Posted on 22 February 2017

Suzi Richer reflects on palaeoecological approaches to understanding past woodland environments

Scientists at the University of York and University College Cork have looked at how cultural records dating back 300 years could help improve understanding of the ways in which science interprets the many uses of woodland areas. 

The researchers hope that the work will give a cultural narrative to environmental data collected over time, but also give new insight into the ways in which woodland management systems can be adapted to increase a sense of ownership amongst communities that live near woodland areas.

Suzi Richer, a post-doctoral researcher, suggests that palaeoecology is potentially well situated to engage with other audiences and disciplines, and can inform wider debates. Using insights from Oliver Rackham’s influential woodland studies as focal points, selected aspects of method and theory in palaeoecology were examined and an approach to developing a praxis of woodland palaeoecology was suggested.

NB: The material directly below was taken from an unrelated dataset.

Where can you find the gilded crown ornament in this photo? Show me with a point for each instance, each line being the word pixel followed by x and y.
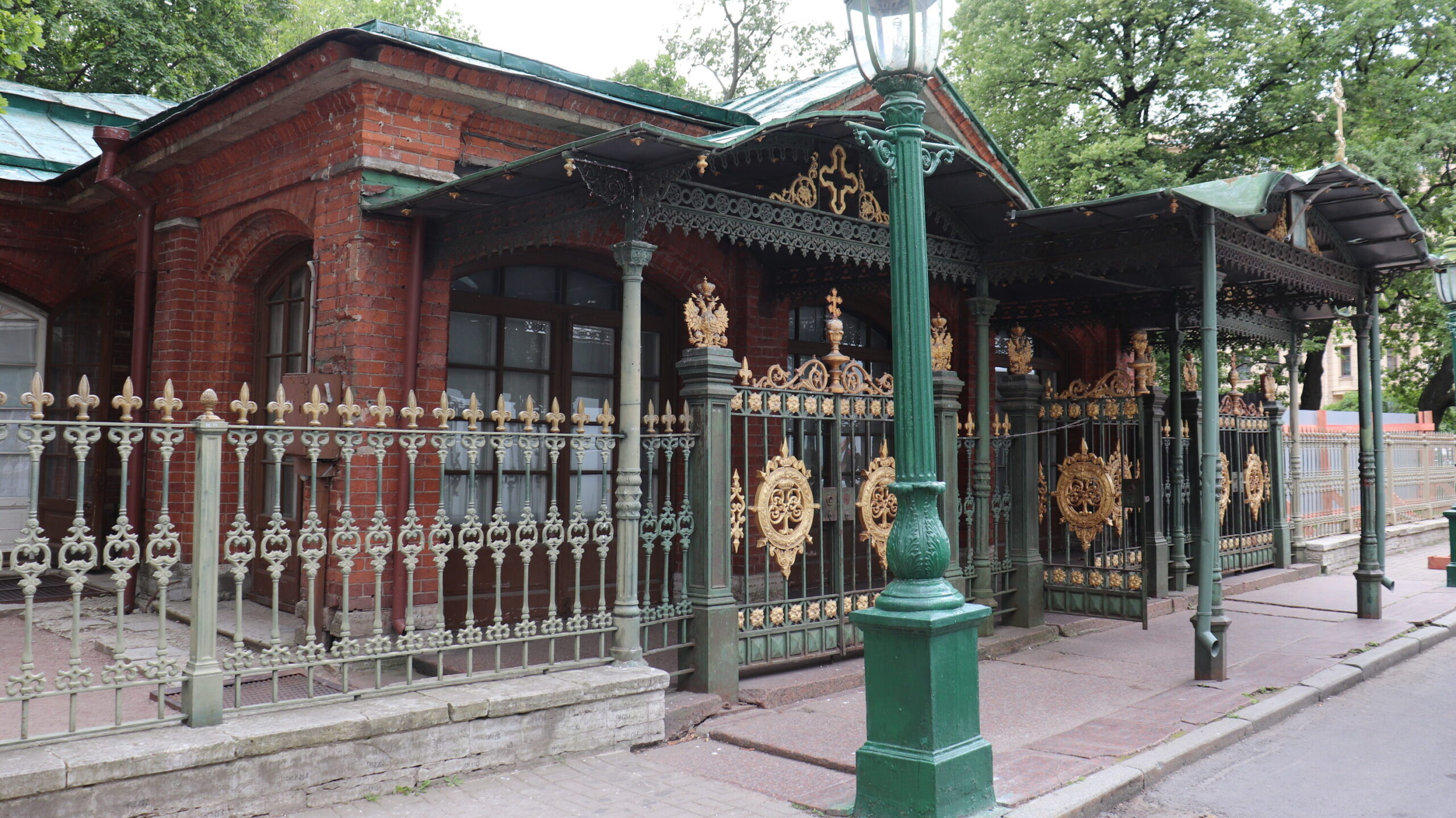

Oliver Rackham was the first to explore woods from a variety of different perspectives—ecology, archaeology, timbers, place-names, manuscript records—in order to recreate a wood’s history. It was proposed that to move towards this interdisciplinary perspective, thinking in terms of theory as well as method and practice in palaeoecology was required.

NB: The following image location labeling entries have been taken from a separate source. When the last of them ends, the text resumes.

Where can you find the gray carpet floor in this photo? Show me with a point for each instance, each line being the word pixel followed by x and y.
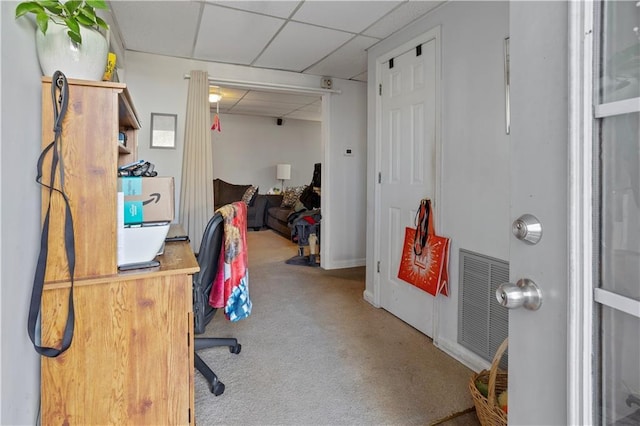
pixel 315 353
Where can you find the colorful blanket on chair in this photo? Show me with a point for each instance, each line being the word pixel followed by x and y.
pixel 231 286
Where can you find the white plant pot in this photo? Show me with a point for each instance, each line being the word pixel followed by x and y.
pixel 57 52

A short case study from Shrawley Woods, Worcestershire, UK, illustrates the approach and includes the first example of historical documents and oral history accounts being used in the construction of a pollen diagram. From researching pollen grains preserved in a waterlogged area of Shrawley Woods, the researchers were able to provide environmental data dating back to the 11th century. This was then compared with oral history records from the 18th century, which revealed the differences that occur in how the same type of tree is referenced between environmental and cultural records over time.

Researchers showed that the name of the tree related more closely to how it was used by woodland dwellers and not by its species name, a feature that becomes more common from the industrial revolution onwards.

Dr Suzi Richer, from the University of York’s Archaeology and Environment Departments, said: “We find that many books, television programmes, films, and art work, position woodlands as ‘dangerous’ or ‘alien’ places, where cultural norms can be broken, but archaeological and historical evidence shows that these were often working and living spaces with evidence of charcoal burning, brick kilns, and water-powered mills, which bring people and wooded areas much closer together in a working, living harmony.

“Scientific data by itself, particularly if it spans over many years, can miss out the cultural and social context of the period it represents and therefore the relationship between the environment and the people who lived there in the past.  This can be crucial to help us interpret environmental records more fully.”